Through these Malfattis, Beethoven became also known personally to the physician of the same name and “they were great friends for a long time. Towards each other they were like two hard millstones, and they separated. Malfatti used to say of Beethoven: ‘He is a disorderly (konfuser) fellow—but all the same he may be the greatest genius.’” The assistant of Malfatti, Dr. Bertolini, was long the confidential physician of Beethoven; and through him he became personally known to the present head of the great firm of “Miller & Co.,” wholesale merchants in Vienna, who for many years was fond of describing his interviews, in youth, with the “great Beethoven.” Though nothing specially worthy of record took place, Mr. Miller’s recollections are interesting as additional testimony to the activity of the master’s mind and his enjoyment of jocose, witty and improving conversation. Through a caprice of Beethoven, his cordial relations to Dr. Bertolini came to an abrupt end about 1815; but the doctor, though pained and mortified, retained his respect and veneration for his former friend to the last. In 1831, he gave a singular proof of his delicate regard for Beethoven’s reputation; supposing himself to be at the point of death from cholera, and being too feeble to examine his large collection of the composer’s letters and notes to him, he ordered them all to be burned, because a few were not of a nature to be risked in careless hands.

The reader will not have forgotten Marie Anna Stein of Augsburg—pianoforte-maker Stein’s “Mädl,” as Mozart called her. After the death of her father (February 29, 1792), she, being then just 23 years of age, assisted by her brother, Matthäus Andreas, a youth of sixteen years, took charge of and continued his business. The great reputation of the Stein instruments led to the removal of the Steins to Vienna. An imperial patent, issued January 17, 1794, empowered Nanette and Andreas Stein to establish their business “in the Landstrasse 301, zur Rothen Rose,” and in the following July they arrived, accompanied by Johann Andreas Streicher, an “admirable pianist and teacher” of Munich, to whom Nanette was engaged. The business flourished nobly under the firm-name “Geschwister Stein” until 1802, “when they separated and each carried on an independent business.” It is known that Beethoven, immediately upon the arrival of the Steins, renewed his intercourse with them, of which, however, there is but a single record worth quoting, until a period several years later than that before us. Reichardt writes in his letter of February 7, 1809:

Streicher has abandoned the soft, yielding, repercussive tone of the other Vienna instruments, and at Beethoven’s wish and advice given his instruments greater resonance and elasticity, so that the virtuoso who plays with strength and significance may have the instrument in better command for sustained and expressive tones. He has thereby given his instruments a larger and more varied character, so that they must give greater satisfaction than the others to all virtuosi who seek something more than mere easy brilliancy in their style of playing.

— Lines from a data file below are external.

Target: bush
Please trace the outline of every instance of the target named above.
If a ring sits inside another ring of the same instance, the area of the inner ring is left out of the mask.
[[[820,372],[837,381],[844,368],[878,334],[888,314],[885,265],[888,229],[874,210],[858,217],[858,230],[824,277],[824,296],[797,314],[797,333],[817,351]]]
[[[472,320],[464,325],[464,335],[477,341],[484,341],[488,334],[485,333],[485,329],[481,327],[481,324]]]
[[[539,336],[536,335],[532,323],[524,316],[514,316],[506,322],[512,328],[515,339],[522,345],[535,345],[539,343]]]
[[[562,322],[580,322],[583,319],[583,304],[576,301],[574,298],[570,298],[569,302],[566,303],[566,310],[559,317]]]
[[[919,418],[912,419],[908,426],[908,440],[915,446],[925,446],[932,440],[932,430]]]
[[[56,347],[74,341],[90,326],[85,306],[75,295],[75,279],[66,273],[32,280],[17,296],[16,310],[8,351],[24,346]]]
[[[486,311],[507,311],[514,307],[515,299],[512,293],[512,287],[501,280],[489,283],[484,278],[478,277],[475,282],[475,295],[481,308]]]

This shows us Beethoven in a new character—that of an improver of the pianoforte. The “young Stein” mentioned by Ries, was Nanette’s brother Carl Friedrich, who followed his sister to Vienna in 1804.

One of Beethoven’s characteristic notes to Zmeskall, not dated, but belonging in these years, adds another name to the long list which proves that, however unpopular the composer may have been with his brother musicians, he possessed qualities and tastes that endeared him to the best class of rising young men in the learned professions:

The Jahn brothers are as little attractive to me as to you. But they have so pestered me, and finally referred me to you as one of their visitors, that at the last I consented. Come then in God’s name, it may be I will call for you at Zizius’s, if not, come there direct, so that I may not be left there without the company of human beings. We will let our commissions wait until you are better able to look after them. If you cannot, come to the Swan to-day where I shall surely go.